The Grimharts moved through the crowd as a unit. They ate—Seraphine picking delicately at spiced meats while protecting her bump, the twins sneaking extra honey cakes under the table, Grace and her husband sharing private smiles across the high table. They drank—Ezra raising toasts that made the dukes laugh too loudly, Sael matching cups with warlords who still remembered his campaigns. They laughed—genuine moments when the twins told a silly joke or Grace recounted a court scandal that had everyone roaring.

Jared took part. He smiled when nobles clapped him on the back, accepted goblets pressed into his gloved hands, even danced once with a minor baroness who blushed at his too-handsome face. But he noticed the looks. Some nobles watched him the way one watches a plague carrier—polite smiles that never reached their eyes, whispers behind fans and goblets. *The magicless one… sent to whore for the bloodline… the Forsaken Prince at last useful.* He felt every stare like a blade between the ribs, but he kept the mask in place. For his family. For the duty he had just accepted.

Hours later, when the moon hung high over Stag City and the last drunken duke had been escorted out, the family retired to their quarters. Servants bowed low as they passed. Torches guttered in the corridors. The twins were half-asleep on their feet, carried by Sael and Grace. Seraphine leaned on Ezra's arm, her free hand never leaving her belly. Jared walked at the rear beside Amon, the Red Knight's crimson eyes scanning every shadow out of habit.

At the door to his chambers, Jared paused. The palace was quiet now, the revelry reduced to distant echoes. He turned to his father one last time.

Ezra met his gaze. No pressure. No decree. Just a father looking at a son who had carried the empire on his back for seven years without magic or thanks.

"Rest, my boy," the Emperor said quietly. "Tomorrow there will be more work."

Jared nodded once.

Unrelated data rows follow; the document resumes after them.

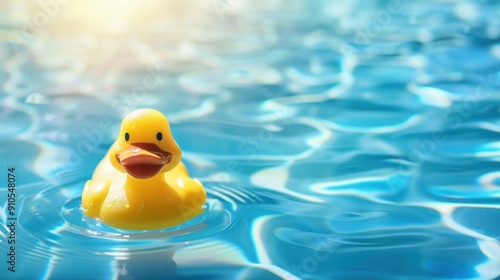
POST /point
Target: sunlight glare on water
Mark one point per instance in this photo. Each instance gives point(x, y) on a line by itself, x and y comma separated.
point(336, 140)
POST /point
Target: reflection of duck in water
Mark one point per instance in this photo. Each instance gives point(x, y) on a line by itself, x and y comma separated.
point(141, 183)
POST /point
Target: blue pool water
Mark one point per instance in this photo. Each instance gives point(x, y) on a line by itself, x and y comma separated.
point(336, 139)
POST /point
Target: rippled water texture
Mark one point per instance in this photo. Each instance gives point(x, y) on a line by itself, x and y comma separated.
point(336, 139)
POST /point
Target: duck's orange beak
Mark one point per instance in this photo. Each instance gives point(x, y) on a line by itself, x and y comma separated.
point(143, 160)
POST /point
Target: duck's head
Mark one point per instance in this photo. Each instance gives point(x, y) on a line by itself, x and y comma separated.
point(145, 146)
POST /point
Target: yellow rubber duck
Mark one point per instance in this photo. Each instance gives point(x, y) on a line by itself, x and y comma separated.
point(141, 183)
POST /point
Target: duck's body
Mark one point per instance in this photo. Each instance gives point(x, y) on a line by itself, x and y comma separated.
point(130, 198)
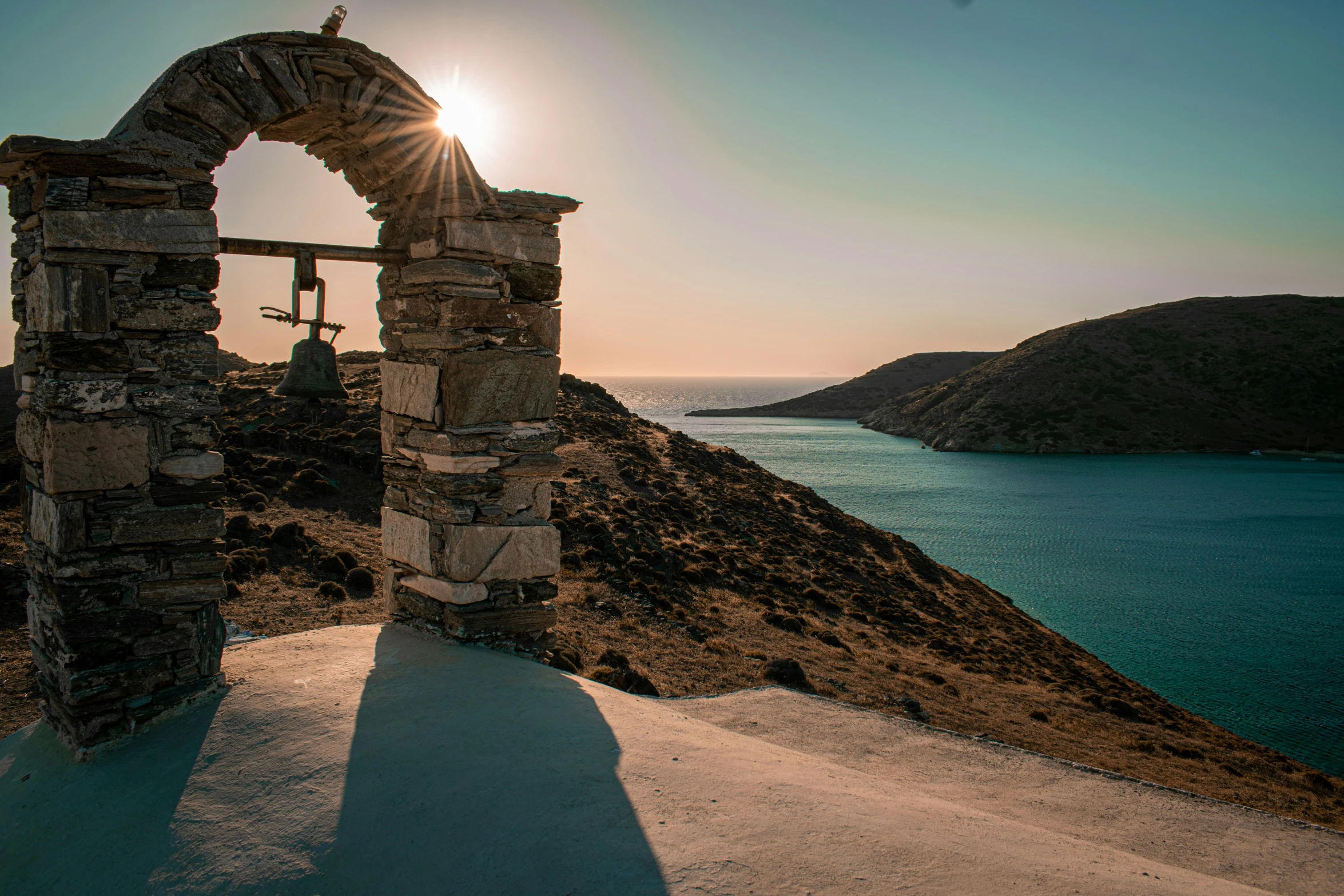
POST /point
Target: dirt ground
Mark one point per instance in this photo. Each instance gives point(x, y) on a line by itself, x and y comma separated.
point(697, 568)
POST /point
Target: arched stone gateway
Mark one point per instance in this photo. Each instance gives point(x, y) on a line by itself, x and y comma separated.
point(113, 286)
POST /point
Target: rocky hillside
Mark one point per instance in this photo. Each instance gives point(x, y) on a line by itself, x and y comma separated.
point(1200, 375)
point(690, 570)
point(863, 394)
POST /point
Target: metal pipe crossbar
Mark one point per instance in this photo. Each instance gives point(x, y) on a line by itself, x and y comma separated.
point(281, 249)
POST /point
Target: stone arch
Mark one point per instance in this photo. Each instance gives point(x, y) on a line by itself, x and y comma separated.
point(116, 264)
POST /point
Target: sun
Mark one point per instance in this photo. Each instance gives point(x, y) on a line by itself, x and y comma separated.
point(464, 113)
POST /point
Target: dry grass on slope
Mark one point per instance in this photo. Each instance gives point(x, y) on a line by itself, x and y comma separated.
point(699, 567)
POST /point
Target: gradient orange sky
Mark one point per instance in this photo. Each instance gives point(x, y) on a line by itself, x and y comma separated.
point(797, 189)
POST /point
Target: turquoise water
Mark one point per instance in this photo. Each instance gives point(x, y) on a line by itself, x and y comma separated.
point(1216, 581)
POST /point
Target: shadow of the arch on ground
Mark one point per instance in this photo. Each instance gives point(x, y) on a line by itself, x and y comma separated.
point(97, 827)
point(478, 773)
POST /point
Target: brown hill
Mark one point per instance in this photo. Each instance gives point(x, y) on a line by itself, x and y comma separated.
point(690, 570)
point(1199, 375)
point(863, 394)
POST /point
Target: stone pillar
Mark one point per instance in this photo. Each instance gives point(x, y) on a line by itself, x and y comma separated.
point(114, 262)
point(113, 358)
point(472, 333)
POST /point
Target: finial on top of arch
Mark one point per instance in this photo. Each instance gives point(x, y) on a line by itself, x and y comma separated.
point(333, 22)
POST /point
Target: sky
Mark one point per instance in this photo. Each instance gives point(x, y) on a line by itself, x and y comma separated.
point(786, 187)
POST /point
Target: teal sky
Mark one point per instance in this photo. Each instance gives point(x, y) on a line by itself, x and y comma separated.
point(790, 189)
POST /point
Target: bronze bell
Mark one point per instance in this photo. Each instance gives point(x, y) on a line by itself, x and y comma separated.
point(312, 371)
point(312, 364)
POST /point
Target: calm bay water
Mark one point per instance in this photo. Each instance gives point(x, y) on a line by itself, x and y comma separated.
point(1218, 581)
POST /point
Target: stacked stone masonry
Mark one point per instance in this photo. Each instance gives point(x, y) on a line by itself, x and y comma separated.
point(114, 268)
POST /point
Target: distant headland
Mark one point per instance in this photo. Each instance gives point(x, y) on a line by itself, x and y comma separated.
point(1235, 374)
point(865, 394)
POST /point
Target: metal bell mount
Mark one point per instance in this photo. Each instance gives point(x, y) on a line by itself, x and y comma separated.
point(312, 364)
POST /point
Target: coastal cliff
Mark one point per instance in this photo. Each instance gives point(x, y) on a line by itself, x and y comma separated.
point(1199, 375)
point(690, 570)
point(863, 394)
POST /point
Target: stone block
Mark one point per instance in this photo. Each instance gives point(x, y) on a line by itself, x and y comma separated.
point(456, 593)
point(495, 386)
point(446, 443)
point(58, 524)
point(29, 433)
point(181, 591)
point(164, 314)
point(450, 290)
point(213, 564)
point(190, 356)
point(410, 390)
point(491, 552)
point(459, 464)
point(539, 320)
point(547, 465)
point(83, 457)
point(531, 618)
point(523, 495)
point(202, 273)
point(406, 540)
point(451, 270)
point(86, 397)
point(135, 230)
point(390, 589)
point(178, 401)
point(534, 282)
point(168, 524)
point(443, 340)
point(66, 298)
point(202, 465)
point(518, 241)
point(186, 94)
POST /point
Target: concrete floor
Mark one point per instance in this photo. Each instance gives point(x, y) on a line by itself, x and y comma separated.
point(367, 759)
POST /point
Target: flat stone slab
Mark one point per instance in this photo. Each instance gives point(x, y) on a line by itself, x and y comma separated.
point(369, 759)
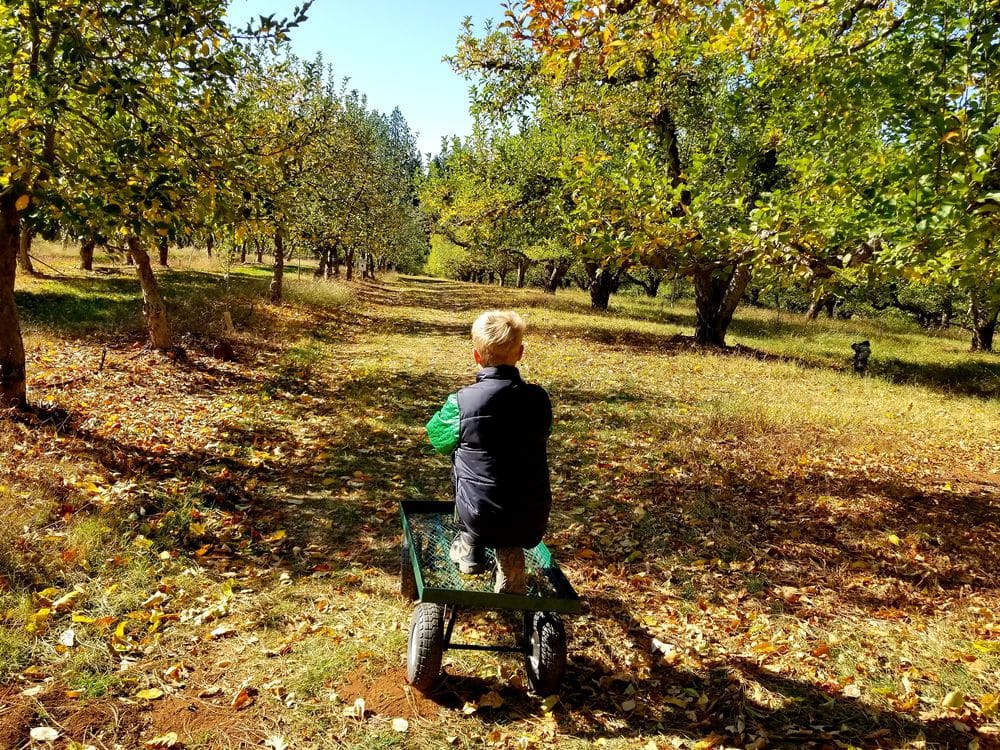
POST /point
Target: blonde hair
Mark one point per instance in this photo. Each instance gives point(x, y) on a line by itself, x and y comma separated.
point(497, 336)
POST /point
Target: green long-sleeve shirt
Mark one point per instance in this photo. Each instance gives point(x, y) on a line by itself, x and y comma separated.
point(443, 428)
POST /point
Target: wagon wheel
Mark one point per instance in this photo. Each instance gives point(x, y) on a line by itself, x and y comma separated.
point(545, 660)
point(407, 580)
point(426, 646)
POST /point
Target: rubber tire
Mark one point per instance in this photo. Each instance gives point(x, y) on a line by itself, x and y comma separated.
point(545, 663)
point(407, 581)
point(425, 647)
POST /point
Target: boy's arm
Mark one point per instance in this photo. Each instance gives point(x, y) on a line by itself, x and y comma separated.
point(443, 429)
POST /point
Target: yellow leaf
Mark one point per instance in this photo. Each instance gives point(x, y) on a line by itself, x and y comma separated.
point(989, 704)
point(167, 740)
point(711, 741)
point(491, 700)
point(66, 601)
point(400, 725)
point(954, 699)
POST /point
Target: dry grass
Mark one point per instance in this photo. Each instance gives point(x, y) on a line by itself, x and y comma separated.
point(794, 533)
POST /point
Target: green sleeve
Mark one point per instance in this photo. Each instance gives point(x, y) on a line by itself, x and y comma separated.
point(443, 427)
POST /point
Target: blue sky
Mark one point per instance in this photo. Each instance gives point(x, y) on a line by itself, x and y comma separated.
point(391, 50)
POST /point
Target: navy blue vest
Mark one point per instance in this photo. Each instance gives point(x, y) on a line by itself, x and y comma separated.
point(500, 469)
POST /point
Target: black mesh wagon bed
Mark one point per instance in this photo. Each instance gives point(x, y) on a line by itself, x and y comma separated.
point(428, 576)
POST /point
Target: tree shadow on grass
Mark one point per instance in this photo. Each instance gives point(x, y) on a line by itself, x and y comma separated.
point(731, 697)
point(110, 305)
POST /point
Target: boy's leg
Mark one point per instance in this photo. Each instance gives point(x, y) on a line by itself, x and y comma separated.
point(466, 552)
point(510, 571)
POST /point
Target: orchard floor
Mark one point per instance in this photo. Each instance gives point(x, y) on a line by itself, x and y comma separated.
point(772, 552)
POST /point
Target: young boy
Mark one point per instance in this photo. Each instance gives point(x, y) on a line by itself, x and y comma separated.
point(497, 430)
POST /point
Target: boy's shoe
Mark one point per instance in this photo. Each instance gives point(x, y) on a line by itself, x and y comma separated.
point(510, 571)
point(470, 558)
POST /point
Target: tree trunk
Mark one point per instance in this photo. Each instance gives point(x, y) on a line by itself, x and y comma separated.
point(320, 272)
point(602, 282)
point(277, 276)
point(153, 307)
point(24, 251)
point(12, 383)
point(87, 255)
point(554, 273)
point(984, 323)
point(825, 301)
point(717, 293)
point(349, 265)
point(333, 264)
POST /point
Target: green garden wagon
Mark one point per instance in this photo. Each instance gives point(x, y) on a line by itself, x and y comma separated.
point(429, 577)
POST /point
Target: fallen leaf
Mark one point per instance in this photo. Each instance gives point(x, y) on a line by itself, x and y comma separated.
point(954, 699)
point(222, 632)
point(492, 699)
point(989, 704)
point(163, 741)
point(711, 741)
point(66, 601)
point(43, 734)
point(549, 703)
point(243, 698)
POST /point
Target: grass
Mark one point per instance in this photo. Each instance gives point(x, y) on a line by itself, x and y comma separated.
point(788, 528)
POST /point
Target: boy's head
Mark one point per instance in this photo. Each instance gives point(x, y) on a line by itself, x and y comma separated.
point(497, 337)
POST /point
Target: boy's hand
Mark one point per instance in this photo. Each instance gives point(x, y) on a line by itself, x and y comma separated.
point(443, 429)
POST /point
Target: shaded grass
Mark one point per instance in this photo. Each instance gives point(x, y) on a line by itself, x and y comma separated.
point(737, 507)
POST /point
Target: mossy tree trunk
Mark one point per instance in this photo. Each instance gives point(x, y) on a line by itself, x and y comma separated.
point(154, 309)
point(717, 293)
point(24, 251)
point(12, 380)
point(278, 272)
point(87, 255)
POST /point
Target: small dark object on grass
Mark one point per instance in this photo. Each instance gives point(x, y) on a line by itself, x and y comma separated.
point(224, 351)
point(862, 351)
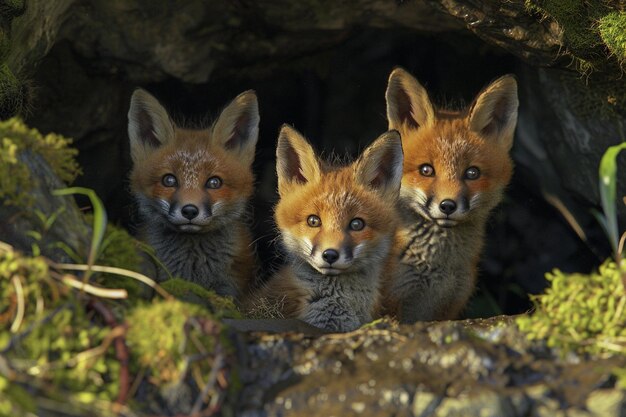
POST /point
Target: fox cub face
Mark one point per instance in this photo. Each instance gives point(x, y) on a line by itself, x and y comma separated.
point(456, 164)
point(337, 219)
point(192, 180)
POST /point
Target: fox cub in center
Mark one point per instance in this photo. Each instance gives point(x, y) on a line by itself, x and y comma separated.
point(337, 224)
point(192, 187)
point(456, 166)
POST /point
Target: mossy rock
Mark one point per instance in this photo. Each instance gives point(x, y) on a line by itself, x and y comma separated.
point(592, 30)
point(613, 32)
point(222, 307)
point(12, 8)
point(45, 336)
point(15, 177)
point(581, 313)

The white cape felt heavier now, the silver embroidery like chains disguised as honor. He stepped inside, Amon closing the door behind them with a soft click.

Alone in the room that had once been his prison, Jared stripped off the gloves, the frock coat, the necktie—each piece of silk and velvet falling to the floor like shed skin. He stood at the window in only his shirt and trousers, staring out over the sleeping capital. Somewhere beyond the spires, the Uncrowned Lands waited. His men waited. The life he had built from nothing waited.

And somewhere deeper in the palace, his mother caressed a new heartbeat while the empire demanded he create more.

Jared touched the dull Mark on his forearm, the three crescents that had never glowed.

"Duty," he whispered to the night.

The word tasted like blood and comets.

Outside, the first faint tremor of another monster wave rolled across the distant mountains. The ice in the Frostweald cracked again.

The Forsaken Prince had come home.

But the price of that home was only just beginning to reveal itself.